The plan involved clearing out inventory built up by third-party distributors (and selling it at discount prices, which did not help the brand image), closing thousands of underperforming stores, and increasing the percentage of directly run shops. By June 2014, Li Ning had reduced store numbers from over 8,000 to under 6,000.

“They have a much better foundation now. But the big question mark is still: what do they build on that foundation?” says Mr Stocker.

“Li Ning is such a huge ship, it can’t turn around easily,” says one former company insider. “I am not optimistic about the future of Li Ning, even in five years’ time”.

After years of “chaotic management”, the company may return to profit “but it cannot regain the status it had in 2008,” says Ma Gang, an independent footwear and apparel analyst.

“Li Ning used to know exactly who they should be and who their customers were and they did exactly what they should do to be successful,” says Mr Chng. “Once they stopped playing to their strengths that was a big problem.”

He sees warning signs elsewhere in China Inc, for instance in the push by Xiaomi — which has made its name in inexpensive smartphones — into air purifiers, and Taobao online marketplace owner Alibaba’s move into content development.

Retail analysts warn the fortunes of brand China as a whole may depend on not repeating Li Ning’s errors.

Adidas forced to run to keep up with ‘athleisure’ rivals

Competition is rife in the world of sports retailing as big brands rush to embrace the “athleisure” trend that has prompted analysts to declare that sports leggings and yoga pants are “the new denim”.

Emerging brands such as Baltimore-based Under Armour and Vancouver’s Lululemon are gaining pace with fashion-conscious consumers, Germany’s Adidas and Puma are having to rethink their game plan.

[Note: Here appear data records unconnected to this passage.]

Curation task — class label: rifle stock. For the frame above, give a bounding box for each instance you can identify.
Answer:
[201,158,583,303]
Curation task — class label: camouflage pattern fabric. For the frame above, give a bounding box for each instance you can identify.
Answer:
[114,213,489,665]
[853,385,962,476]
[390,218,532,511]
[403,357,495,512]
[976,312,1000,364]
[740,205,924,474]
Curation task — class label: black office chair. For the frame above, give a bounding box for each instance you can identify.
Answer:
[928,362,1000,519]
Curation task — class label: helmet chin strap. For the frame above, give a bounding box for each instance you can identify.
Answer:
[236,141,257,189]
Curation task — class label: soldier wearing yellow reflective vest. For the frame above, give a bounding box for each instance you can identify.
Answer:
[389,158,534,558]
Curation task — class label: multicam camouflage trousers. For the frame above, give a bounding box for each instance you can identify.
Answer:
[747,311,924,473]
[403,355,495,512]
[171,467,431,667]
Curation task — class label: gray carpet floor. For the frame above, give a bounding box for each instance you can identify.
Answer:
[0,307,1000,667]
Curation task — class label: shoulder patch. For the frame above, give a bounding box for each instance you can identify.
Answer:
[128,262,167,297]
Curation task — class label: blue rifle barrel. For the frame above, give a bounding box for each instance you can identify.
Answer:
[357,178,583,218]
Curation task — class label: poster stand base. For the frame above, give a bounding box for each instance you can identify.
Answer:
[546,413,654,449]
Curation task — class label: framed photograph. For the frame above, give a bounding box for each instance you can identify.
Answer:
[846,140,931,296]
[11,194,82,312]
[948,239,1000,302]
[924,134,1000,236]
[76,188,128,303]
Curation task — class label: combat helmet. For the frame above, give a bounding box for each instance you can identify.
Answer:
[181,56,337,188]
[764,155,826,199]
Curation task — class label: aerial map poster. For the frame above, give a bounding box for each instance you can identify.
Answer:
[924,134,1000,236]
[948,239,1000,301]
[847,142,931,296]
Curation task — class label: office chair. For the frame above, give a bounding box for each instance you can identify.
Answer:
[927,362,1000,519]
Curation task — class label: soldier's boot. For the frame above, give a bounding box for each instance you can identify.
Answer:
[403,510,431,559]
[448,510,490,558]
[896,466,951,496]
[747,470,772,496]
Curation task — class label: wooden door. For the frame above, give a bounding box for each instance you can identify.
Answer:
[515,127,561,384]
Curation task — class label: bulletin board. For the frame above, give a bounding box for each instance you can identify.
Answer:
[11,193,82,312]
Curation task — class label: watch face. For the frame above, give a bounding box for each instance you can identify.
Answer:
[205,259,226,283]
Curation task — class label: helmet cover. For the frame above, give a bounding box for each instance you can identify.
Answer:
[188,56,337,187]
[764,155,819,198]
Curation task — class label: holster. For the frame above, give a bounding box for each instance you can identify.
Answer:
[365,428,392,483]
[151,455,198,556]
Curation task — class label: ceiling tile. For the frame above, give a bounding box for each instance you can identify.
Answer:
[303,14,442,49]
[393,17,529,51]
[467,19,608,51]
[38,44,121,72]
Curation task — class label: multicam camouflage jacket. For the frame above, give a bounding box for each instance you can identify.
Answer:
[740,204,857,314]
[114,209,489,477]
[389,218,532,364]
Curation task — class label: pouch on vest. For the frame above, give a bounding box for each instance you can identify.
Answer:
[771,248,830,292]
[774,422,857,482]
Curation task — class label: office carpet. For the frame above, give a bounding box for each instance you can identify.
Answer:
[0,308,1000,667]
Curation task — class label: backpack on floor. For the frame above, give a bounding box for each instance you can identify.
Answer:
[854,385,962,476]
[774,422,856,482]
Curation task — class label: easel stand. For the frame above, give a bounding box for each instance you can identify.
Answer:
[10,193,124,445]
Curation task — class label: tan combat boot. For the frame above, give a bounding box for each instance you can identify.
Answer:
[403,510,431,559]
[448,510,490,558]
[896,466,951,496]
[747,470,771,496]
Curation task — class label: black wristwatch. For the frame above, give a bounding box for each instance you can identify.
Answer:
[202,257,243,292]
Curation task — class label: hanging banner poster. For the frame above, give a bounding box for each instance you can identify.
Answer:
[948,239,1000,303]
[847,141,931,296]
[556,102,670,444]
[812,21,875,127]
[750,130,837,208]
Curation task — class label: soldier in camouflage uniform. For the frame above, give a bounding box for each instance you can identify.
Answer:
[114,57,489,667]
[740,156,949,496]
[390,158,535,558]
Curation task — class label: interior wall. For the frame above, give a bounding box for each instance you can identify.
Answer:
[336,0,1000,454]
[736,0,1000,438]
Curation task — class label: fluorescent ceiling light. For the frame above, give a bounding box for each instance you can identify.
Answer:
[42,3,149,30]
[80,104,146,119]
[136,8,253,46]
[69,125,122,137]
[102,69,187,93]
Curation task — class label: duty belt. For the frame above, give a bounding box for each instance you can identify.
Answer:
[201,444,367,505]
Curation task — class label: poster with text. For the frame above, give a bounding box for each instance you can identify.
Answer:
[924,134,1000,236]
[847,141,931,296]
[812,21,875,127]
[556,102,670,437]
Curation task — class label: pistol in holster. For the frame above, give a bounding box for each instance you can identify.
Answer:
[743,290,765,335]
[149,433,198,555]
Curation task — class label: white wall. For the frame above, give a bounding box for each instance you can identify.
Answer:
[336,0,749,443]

Based in the sleepy Bavarian town of Herzogenaurach, both brands have thus far struggled to replicate the US-driven trend, described as the point where sportswear and fashion intersect.

Adidas, which reduced its revenue and profit targets in July, pleasantly surprised the market on Friday with a better than expected 2 per cent sales increase for 2014 to €14.8bn, saying it was on track to meet the new targets. This has eased pressure on chief executive Herbert Hainer as he attempts to turn round the brand.

Adidas also announced the $280m sale of its Rockport shoe and boot brand to retro sneaker specialists New Balance and private equity firm Berkshire Partners. Analysts, who had considered the brand “non-core”, speculated whether the group could now consider a sale of its Reebok sneaker business as well.

The Rockport disposal will have a “double-digit million euro” affect at its full-year results in March, Adidas said, as it calculated that its previous warnings about the effects of the falling Russian rouble would cause an €80m “goodwill impairment losses”.

Adidas shares have dropped by a third in the past year — partly because of fears of the brand’s Russian exposure — but rose 3.5 per cent on Friday.

But while the group boasted about “double digit” sales growth in Europe, China, and emerging markets, there was scant mention of the US market, where its golf brand TaylorMade saw sales veer off into a bunker last year, dropping 34 per cent in the third quarter.

Adidas has not only lost its spot as the number two US sports brand to Under Armour, which is known for its pared back and minimalist designs, but that brand has also lured away Andy Murray, the former Wimbledon champion, as its new sponsor.

A series of bumper trading reports has boosted Under Armour’s share price by 66 per cent in the past year, and the company is targeting $10bn annual sales by 2020.

Nike is still top of the podium for US consumers, and has concentrated its marketing on female consumers there. Puma has also moved to woo women — but it has a slightly different idea of its target market. In December, the brand signed pop star Rhianna as creative director for its womenswear brand.